Volumes of diced hyperspheres: Resumming the Tam-Zardecki formula (Q1112544)

A recursion relation is derived for the volume \(G_ n(s)\) of the intersection of the n-dimensional hypercube \(\{0\leq x_ i\leq 1\) for all \(i\leq n\}\) and the hypersphere of radius \(r=\sqrt{s}\) centered at the origin. Laplace transformation is used to derive an expression for this function as a single contour integral of the Fourier type, thus decoupling the functions from the dimensional index and eliminating the error propagation involved in a successive application of the recursion formula.
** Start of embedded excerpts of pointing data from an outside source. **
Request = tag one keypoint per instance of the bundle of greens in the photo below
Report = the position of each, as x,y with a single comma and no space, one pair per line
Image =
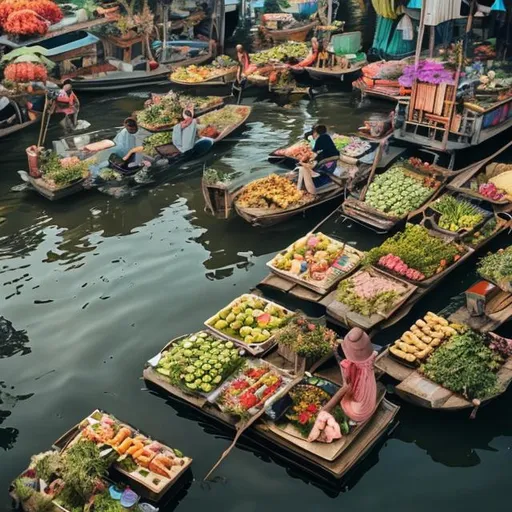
497,268
457,213
306,338
465,365
419,250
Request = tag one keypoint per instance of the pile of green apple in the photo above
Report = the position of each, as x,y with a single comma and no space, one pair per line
250,319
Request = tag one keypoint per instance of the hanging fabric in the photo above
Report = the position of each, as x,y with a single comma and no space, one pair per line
407,28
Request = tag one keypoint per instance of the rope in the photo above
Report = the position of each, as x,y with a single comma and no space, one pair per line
360,401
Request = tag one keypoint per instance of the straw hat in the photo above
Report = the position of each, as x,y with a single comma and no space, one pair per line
357,345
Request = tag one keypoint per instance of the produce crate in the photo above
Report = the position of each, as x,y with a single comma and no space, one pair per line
253,348
325,286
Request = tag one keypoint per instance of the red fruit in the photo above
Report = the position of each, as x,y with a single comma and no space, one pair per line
264,318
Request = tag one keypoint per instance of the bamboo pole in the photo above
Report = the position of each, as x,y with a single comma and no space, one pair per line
453,98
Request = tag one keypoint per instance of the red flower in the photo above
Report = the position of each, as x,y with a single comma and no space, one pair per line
304,417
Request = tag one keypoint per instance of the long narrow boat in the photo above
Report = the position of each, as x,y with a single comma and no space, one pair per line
417,389
309,457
It is demonstrated that the corresponding hypersurface distribution function \(F_ n(r)\) neither spreads indefinitely nor sharpens as a \(\delta\)-sequence, but attains an asymptotically stable Gaussian form about the moving point \(r=\sqrt{n/3}\). The result is inserted into the Tam-Zardecki formula for the total forward scattering amplitude of a laser beam, allowing the s-integral to be performed analytically and the series to be summed under the contour integral. Thus an infinite series, the nth term of which is an n-fold integral of a function depending on the n-dimensional radius, is reduced to a single integral of standard functions with exponential falloff, assuring rapid convergence.